In July Ofgem published an open letter to the industry outlining its concern about payments which smaller generators on the distribution network receive from suppliers for exporting energy to the local power distribution network during peak periods, which helps to reduce net electricity demand. The regulator is currently completing analysis before setting forth its view.
These smaller generators include some wind power, energy from waste and combined heat and power installations. According to Ofgem, these 'embedded benefits' payments come in addition to the price smaller generators receive for selling their electricity. However, larger generators do not get these additional payments, which Ofgem said puts them at a "competitive disadvantage" and may be distorting the energy market.
"This whole embedded benefits review is justified in the sense that clearly the costs in transmission aren't right and the field isn't level," Davey said. "I get that. But they are approaching it with a slither of the problem when you need a holistic approach, when you look at all the system costs."
"There will be some energy security risks," he predicted, "there will certainly be less low-carbon [power]. So they need to think very carefully otherwise they are sleepwalking into a really bad mistake which looks technical but actually has far-reaching ramifications."

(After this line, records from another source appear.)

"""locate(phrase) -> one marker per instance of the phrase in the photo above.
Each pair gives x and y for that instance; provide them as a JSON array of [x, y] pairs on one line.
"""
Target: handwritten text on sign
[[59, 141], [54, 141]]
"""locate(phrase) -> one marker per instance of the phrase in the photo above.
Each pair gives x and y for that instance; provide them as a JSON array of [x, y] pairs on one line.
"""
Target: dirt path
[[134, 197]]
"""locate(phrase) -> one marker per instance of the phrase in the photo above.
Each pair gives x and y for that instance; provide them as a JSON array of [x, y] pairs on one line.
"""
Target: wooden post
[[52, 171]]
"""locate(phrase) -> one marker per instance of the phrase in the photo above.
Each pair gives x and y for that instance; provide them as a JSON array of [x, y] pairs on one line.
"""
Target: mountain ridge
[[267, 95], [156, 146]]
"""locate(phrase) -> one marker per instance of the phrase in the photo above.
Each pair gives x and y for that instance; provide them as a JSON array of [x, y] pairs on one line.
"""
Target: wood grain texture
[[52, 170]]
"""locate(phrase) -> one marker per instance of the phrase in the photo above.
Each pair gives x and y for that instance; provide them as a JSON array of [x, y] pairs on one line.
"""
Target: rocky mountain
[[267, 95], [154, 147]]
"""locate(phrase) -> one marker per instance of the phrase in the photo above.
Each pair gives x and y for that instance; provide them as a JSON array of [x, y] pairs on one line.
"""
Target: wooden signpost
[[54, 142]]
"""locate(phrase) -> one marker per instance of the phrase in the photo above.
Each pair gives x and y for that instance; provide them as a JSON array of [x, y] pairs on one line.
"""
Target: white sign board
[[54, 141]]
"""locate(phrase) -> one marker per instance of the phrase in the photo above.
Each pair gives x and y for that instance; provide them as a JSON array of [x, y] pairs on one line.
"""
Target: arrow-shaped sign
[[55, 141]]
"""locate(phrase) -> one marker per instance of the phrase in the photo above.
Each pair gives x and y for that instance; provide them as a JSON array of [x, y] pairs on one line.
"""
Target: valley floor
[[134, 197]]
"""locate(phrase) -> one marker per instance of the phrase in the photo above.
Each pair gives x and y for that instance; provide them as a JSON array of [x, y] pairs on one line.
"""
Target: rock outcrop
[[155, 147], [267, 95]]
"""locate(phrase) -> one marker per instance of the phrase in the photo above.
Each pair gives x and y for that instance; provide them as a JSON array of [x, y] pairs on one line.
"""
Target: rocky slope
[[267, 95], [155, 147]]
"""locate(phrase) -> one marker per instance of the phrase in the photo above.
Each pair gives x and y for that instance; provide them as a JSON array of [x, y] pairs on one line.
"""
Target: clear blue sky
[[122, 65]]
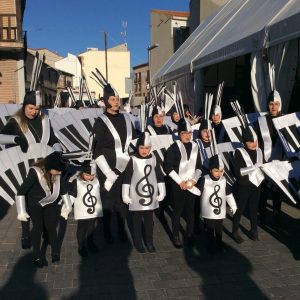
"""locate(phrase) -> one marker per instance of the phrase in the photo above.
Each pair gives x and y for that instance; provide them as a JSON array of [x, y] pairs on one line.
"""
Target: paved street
[[267, 269]]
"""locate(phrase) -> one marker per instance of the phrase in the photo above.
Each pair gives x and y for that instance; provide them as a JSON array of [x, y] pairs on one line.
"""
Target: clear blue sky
[[73, 25]]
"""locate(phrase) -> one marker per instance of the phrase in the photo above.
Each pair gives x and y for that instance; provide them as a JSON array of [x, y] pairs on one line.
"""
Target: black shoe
[[190, 242], [109, 239], [55, 258], [238, 239], [150, 248], [140, 249], [44, 261], [176, 242], [93, 248], [25, 243], [38, 263], [83, 252], [123, 238], [253, 235]]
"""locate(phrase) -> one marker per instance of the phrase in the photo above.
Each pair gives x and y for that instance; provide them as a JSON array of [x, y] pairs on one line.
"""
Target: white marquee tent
[[241, 27]]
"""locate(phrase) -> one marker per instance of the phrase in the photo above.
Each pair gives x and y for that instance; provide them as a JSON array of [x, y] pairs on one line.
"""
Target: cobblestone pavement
[[266, 269]]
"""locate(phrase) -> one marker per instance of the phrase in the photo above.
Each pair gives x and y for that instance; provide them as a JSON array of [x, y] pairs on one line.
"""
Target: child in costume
[[84, 189], [143, 187]]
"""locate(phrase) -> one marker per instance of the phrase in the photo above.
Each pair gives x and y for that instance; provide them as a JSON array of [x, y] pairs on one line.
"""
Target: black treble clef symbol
[[89, 200], [215, 200], [147, 190]]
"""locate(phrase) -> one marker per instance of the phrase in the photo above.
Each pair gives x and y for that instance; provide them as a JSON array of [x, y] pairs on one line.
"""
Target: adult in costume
[[272, 148], [182, 165], [113, 133], [40, 193], [29, 126]]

A spokesman for the Department of Business, Energy and Industrial Strategy (BEIS) told BusinessGreen the government is looking to publish the review "soon".
The BEIS spokesman added the government's top priority is ensuring families and businesses have a secure, affordable clean energy supply which they can rely on now and into the future. "That is why we recently announced reforms to the Capacity Market to ensure it remains fit for the purpose of maintaining our energy security."
"The largest payments are made to embedded generators when they produce power at peak times," An Ofgem spokesman told BusinessGreen. "So we are focusing on this first and we are looking closely at the responses to our consultation.”
Ofgem said it expects to take a decision on the proposals in early 2017.